Dolar menguat pada akhir perdagangan di hari Jumat (15/12/2023) setelah Presiden Federal Reserve Bank of New York John Williams menolak ekspektasi penurunan suku bunga pasar, meskipun indeks dolar tetap berada di jalur kinerja mingguan terburuknya dalam sebulan.

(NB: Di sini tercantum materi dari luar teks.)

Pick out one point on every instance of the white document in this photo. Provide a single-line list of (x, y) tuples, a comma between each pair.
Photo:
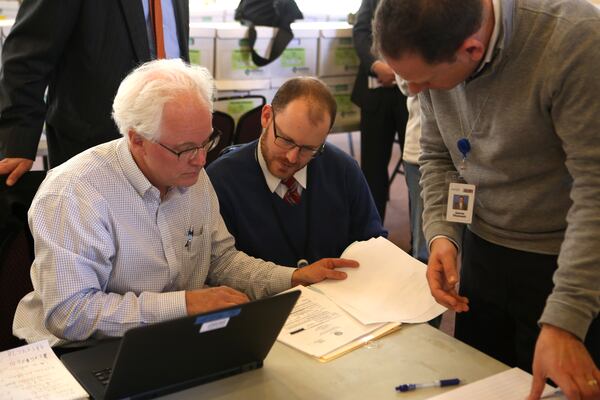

Sebelumnya, Dolar AS memang anjlok secara luas setelah pembaruan proyeksi suku bunga pejabat Fed yang dirilis pada hari Rabu menunjukkan ekspektasi pemotongan sebesar 75 basis poin pada tahun 2024.
Ketua Fed Jerome Powell juga ditafsirkan memberikan nada yang lebih dovish pada akhir pertemuan dua hari bank sentral AS, ketika ia mengatakan bahwa pengetatan kebijakan moneter kemungkinan besar akan berakhir, dan diskusi mengenai pemotongan akan “diperhatikan.” Namun Williams mengatakan pada hari Jumat bahwa “kami tidak benar-benar berbicara tentang penurunan suku bunga saat ini” di The Fed dan “terlalu dini” untuk berspekulasi mengenai hal tersebut.
Hal ini mirip dengan apa yang disampaikan Jerome Powell awal pekan ini, namun ini juga memperkuat fakta bahwa The Fed masih merupakan bank yang sangat bergantung pada data dan tidak benar-benar mendukung apa yang pasar perkirakan. Sebagian besar pergerakan dolar minggu ini disebabkan oleh penyeimbangan kembali posisi yang sangat condong ke arah greenback dan terfokus pada pasangan mata uang tertentu, seperti terhadap yen Jepang.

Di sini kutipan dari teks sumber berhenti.